Designing Great Employee Onboarding Experiences
Onboarding is one of the most pivotal moments in an employee’s tenure with a company – it truly is a make or break moment. The Human Capital Institute (HCI, 2018) recently released results from an onboarding benchmarking study of 350 companies.
The focus of the study was to assess the effectiveness of onboarding practices in place for those organization. Here are two select findings, from the study:
- 60% of HR professionals say the top purpose for onboarding is to integrate employees into the culture, yet people and culture make up less than 30% of the focus in programs.
- Regardless of type of hire (internal, external, managerial or non-managerial) one-third or more time is placed on compliance requirements and paperwork.
- 75% of respondents reported that onboarding practices are underutilized.
- More than half of companies do not measure the effectiveness of their onboarding, hindering accountability for success and preventing improvements.
These results, among others, represent large experience gaps for employees going through this induction period. Further, many companies don’t have mechanisms in place to effectively gauge the employee experience during this process, OR if there is a structured process in place the ability to effectively measure what’s working and what’s not.
Accounting for the time and resources involved in hiring an employee, both from the organization and employee’s perspective, the onboarding period is arguably the most logical place to invest in measuring employee experiences. But where do you start?
Clarify onboarding objectives
Like any other talent investment, there should be clear goals for you onboarding program. Articulating what the employee should know, be able to do, and have exposure to or experience with by the end of the onboarding period sets your goal posts for an effective program.
Once you’ve established your goals, you can then architect the elements of the program that will enable success (e.g., orientation programs, new hire paperwork, integration buddy, etc.).
Further, knowing what you want to accomplish with your onboarding process helps you determine the length of time in which onboarding occurs. For some companies, onboarding is defined as a 90-day period from start date. For others, onboarding lasts one year. There is no one-size-fits-all onboarding approach, it entirely depends on your objectives for employee integration and how that fits into your culture and talent management practices. Just remember, what onboarding isn’t – an orientation/induction program that ends after two days.

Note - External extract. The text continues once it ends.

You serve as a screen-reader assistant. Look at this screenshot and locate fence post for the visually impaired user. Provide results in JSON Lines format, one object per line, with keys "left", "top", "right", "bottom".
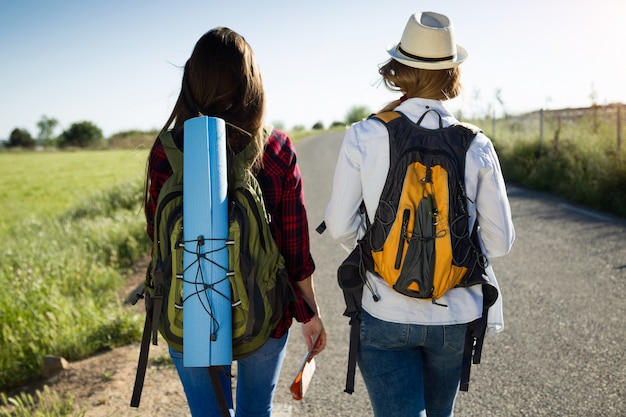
{"left": 539, "top": 108, "right": 544, "bottom": 155}
{"left": 618, "top": 104, "right": 622, "bottom": 151}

Measure against objectives
In order to architect great experiences, you have to gather data. When incorporating a survey – or multiple surveys – your measurement strategy for onboarding should 100% align to your program objectives. Further, your strategy should align to those touchpoints that matter most throughout the onboarding period, the mini-milestones where a check-in can glean valuable information and where intervention early on will make the difference in their readiness to role performance, integration with their team, access to resources, etc.
Consider variations based on audience
While it is important to have a clear strategy and consistency in measurement so you can more easily identify and close gaps, there may be instances where you need to have variations on the onboarding journey and subsequent measurement.
Consider another finding from the 2018 HCI study, where approximately 25% of organizations indicated a lack of onboarding strategy or process for internal hires. Internal mobility is important for any organization, and the time and resources spent there from a developmental standpoint are as significant of an investment as attracting and hiring new employees.
Many companies miss out on the opportunity to assess the effectiveness on that ‘onboarding’ experience and the valuable insight to enhance navigating new career experiences. Sometimes the stakes are even higher depending on the nature of the career move. Though these transitions likely have other talent practices, mainly developmental, in place for readiness, gauging the effectiveness of that readiness/onboarding into new roles is valuable intelligence.
You may also consider variations in your onboarding processes and therefore measurement practices based on the role itself. For example, call center employees often experience intensive and longer training periods than other employees. Their onboarding journey may look different due to this and therefore your measurement approach may require slight variations, while still aligning to your overall strategy and objectives.